In California if a person is speaking to someone who is hard or hearing it’s legal to remove their mask so we are able to read their lips. About four customer service individuals have removed their masks immediately when I informed them of my hearing loss.
That is interesting, but I wonder if it is the safest option for all. Thanks for sharing your experiences.
I can certainly understand the need to see someone’s face but under current circumstances, this California allowance concerns me a great deal. It’s surprising frankly.

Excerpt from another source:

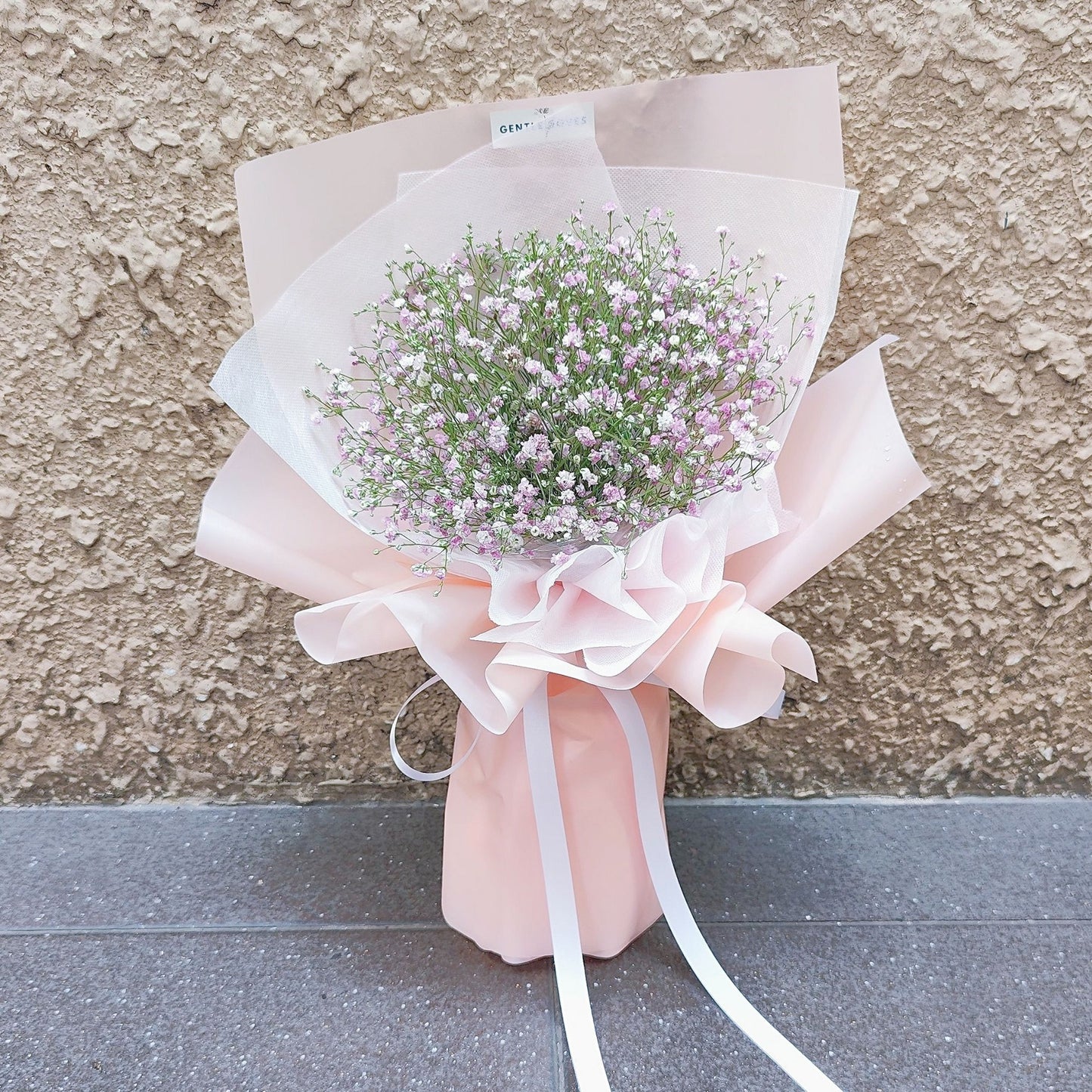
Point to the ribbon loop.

Agreed, and I’m in CA. I always tell people to “please put your mask back up”. Pulling it down is, sadly, a normal reaction.
In UK it is entirely legal to remove your mask to enable someone to lipread if you can maintain a safe distance. There are certain medical exemptions but full consideration has to be made by law to give full communication. There are of course a few muppets around who ignore the law / rules or simply don’t care.
Thanks for sharing the information.
I use Ava and let the doctor go to my personal link (web.ava.me/[&youravaname] on his laptop/computer/phone (no download needed). This way we follow the conversation on a big screen in real-time, this works also with social distancing because you connect two devices. The distance from speech-to-text on your is limited. Anyone can download Ava on his computer now and it’s free. Stay safe!
Thank you for sharing what works for you.
Exactly…pulling the mask down is too dangerous and defeats the entire purpose of wearing a mask in the first place. Thank you for mentioning this! There are other ways to communicate (i.e., paper and pen, etc). Sometimes, it takes a bit longer, but it’s safer.
Thank you, Bonnie. It looks like AVA further developed since I took a look last. The one area I find a bit annoying is having to make sure the host (if I’m not the host) is doing what is necessary to obtain captioning.